A Biblical Pattern for Partnering
This is where Live Global team members come in. A Live Global partnership may fill the void a National Leader experiences. A Live Global team member connects National Leaders to a widening network of other leaders, churches, organizations, and individuals to come alongside them. Whereas most North American church planters enter a culture as a PAUL looking for a Timothy and Titus, Live Global team members enter as a BARNABAS, looking for the in-culture Paul to build up.
In many ways Live Global helps National Leaders almost immediately. In other ways, Live Global team members work alongside National ministries and contribute quickly. The Live Global team serves among cultural insiders who understand, know, and love their community.
Many Live Global Partners already focus on a strategy to launch many churches, not just one. In addition, many Partners are passionate about reaching Unreached People Groups (UPG) in their own region. They do not need to wait for North American church planters to come. They are poised to effectively move the gospel to those places themselves.
God still calls and sends hearty North American trained Church Planters around the globe. Even so, Live Global believes in coming alongside gifted and mature National Leaders. We support, equip, and connect them as a powerful and effective means of working together to share the Good News to the peoples, tribes, and families Jesus Christ died for.
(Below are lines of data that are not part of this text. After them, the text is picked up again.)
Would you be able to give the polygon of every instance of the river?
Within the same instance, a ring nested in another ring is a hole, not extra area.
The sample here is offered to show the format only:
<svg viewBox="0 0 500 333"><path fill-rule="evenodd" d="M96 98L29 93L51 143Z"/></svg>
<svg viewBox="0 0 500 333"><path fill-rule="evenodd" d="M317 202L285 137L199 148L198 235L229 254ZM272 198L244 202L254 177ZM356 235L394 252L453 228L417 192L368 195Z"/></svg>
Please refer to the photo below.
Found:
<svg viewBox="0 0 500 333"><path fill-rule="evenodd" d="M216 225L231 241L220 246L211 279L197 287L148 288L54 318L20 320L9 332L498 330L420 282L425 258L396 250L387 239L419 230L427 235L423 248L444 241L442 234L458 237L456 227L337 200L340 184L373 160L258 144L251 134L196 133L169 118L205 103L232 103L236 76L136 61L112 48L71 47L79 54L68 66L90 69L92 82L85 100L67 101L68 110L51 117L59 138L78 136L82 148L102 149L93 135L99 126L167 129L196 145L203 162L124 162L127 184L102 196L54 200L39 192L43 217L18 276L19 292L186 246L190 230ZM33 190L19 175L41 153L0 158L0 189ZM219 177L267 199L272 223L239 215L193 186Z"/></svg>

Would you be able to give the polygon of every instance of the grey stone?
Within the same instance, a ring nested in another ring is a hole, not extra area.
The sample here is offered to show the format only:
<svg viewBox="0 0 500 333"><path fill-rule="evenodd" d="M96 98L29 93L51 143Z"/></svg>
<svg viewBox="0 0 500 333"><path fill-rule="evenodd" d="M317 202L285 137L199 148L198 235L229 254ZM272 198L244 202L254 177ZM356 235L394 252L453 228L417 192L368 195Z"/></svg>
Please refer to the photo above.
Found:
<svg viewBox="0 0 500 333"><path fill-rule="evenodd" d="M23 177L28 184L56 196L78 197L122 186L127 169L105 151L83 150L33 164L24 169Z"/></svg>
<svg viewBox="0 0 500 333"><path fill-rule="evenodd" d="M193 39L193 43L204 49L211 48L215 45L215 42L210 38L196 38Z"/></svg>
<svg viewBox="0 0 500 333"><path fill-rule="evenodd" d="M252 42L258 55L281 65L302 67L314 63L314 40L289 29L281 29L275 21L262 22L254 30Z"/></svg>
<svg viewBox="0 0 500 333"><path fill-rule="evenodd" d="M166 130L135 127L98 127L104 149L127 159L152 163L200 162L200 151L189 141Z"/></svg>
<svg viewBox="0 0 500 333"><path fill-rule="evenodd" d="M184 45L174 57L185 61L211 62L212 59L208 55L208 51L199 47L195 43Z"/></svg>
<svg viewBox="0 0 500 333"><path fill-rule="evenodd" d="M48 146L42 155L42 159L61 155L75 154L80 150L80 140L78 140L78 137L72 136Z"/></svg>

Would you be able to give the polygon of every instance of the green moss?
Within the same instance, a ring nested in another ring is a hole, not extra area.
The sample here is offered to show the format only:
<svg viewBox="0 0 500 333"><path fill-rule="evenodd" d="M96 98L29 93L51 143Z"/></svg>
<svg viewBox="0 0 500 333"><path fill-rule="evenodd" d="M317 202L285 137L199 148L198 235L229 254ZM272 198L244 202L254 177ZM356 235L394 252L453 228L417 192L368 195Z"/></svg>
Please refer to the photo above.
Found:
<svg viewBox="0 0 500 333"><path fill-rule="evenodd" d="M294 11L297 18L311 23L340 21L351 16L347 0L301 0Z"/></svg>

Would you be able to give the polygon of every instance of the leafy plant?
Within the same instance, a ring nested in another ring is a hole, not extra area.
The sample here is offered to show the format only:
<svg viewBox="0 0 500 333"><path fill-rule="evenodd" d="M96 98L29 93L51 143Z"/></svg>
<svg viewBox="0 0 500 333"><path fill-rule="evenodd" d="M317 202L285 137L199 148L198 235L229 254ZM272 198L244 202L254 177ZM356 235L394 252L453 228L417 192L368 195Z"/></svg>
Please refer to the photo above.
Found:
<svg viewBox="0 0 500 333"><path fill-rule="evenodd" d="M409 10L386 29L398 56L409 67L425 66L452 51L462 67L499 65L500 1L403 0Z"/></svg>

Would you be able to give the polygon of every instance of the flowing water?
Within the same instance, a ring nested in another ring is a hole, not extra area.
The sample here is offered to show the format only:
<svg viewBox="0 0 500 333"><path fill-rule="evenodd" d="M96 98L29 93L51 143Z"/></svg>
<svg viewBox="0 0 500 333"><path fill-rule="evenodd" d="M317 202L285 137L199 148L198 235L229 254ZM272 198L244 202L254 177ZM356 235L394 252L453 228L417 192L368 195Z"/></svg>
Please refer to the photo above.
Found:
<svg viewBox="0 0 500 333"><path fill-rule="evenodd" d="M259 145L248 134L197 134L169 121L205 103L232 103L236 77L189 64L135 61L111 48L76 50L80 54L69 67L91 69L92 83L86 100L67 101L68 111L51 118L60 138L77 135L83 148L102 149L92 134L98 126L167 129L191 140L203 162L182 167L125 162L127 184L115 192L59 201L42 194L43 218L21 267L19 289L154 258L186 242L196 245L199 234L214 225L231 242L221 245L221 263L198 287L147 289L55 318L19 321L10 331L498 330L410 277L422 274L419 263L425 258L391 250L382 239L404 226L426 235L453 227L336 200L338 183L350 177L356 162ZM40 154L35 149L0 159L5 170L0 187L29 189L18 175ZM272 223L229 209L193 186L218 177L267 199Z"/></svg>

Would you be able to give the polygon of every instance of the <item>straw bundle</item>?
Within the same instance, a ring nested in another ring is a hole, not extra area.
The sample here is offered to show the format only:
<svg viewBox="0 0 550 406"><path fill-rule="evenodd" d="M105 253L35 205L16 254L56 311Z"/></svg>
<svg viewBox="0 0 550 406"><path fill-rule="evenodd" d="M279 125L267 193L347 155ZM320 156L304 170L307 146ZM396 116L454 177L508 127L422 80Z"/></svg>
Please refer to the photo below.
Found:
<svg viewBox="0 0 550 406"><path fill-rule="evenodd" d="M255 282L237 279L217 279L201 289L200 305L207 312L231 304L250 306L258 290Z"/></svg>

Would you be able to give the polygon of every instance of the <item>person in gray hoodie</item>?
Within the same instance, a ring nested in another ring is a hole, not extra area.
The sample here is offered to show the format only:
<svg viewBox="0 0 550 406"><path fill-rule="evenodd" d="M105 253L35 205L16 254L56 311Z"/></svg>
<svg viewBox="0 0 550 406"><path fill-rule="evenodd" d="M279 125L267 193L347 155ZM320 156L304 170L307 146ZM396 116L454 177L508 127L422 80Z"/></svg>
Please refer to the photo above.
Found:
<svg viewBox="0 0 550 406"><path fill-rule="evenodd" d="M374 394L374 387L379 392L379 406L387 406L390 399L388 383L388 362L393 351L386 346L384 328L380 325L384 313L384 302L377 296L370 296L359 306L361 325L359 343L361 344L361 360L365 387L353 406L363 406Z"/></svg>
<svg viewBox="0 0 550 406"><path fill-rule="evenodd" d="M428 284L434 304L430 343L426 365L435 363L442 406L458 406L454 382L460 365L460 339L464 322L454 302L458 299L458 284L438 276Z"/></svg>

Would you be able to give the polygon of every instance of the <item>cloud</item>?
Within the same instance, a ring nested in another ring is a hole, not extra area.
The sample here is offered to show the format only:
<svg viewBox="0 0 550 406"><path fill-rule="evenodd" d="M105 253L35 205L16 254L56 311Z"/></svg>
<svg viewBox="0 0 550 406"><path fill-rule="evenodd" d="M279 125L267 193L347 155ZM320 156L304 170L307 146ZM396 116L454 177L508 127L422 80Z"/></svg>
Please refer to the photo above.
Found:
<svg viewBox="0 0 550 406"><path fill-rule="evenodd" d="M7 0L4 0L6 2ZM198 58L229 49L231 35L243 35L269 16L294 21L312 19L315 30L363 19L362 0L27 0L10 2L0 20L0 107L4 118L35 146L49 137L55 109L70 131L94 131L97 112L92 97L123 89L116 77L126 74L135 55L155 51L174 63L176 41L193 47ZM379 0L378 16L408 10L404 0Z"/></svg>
Live Global approaches National Partners with these key Distinctives:
- Global Learning – We value the distinctiveness of all cultures God has shaped and seek to present Christ in biblically and culturally effective methods. We approach people and cultures as learners.
- Kingdom Networking – We value connecting churches, leaders, and resources to promote healthy gospel bridges (platforms) to see Christ magnified in gospel destitute places.
- Empowering Coaching – We value coming alongside our National Partners and North American churches as coaches, listening well, asking helpful questions, and empowering partnerships.
- Humble Serving – We value taking the role of servants, supporting and encouraging National Leaders and the vision God has given them.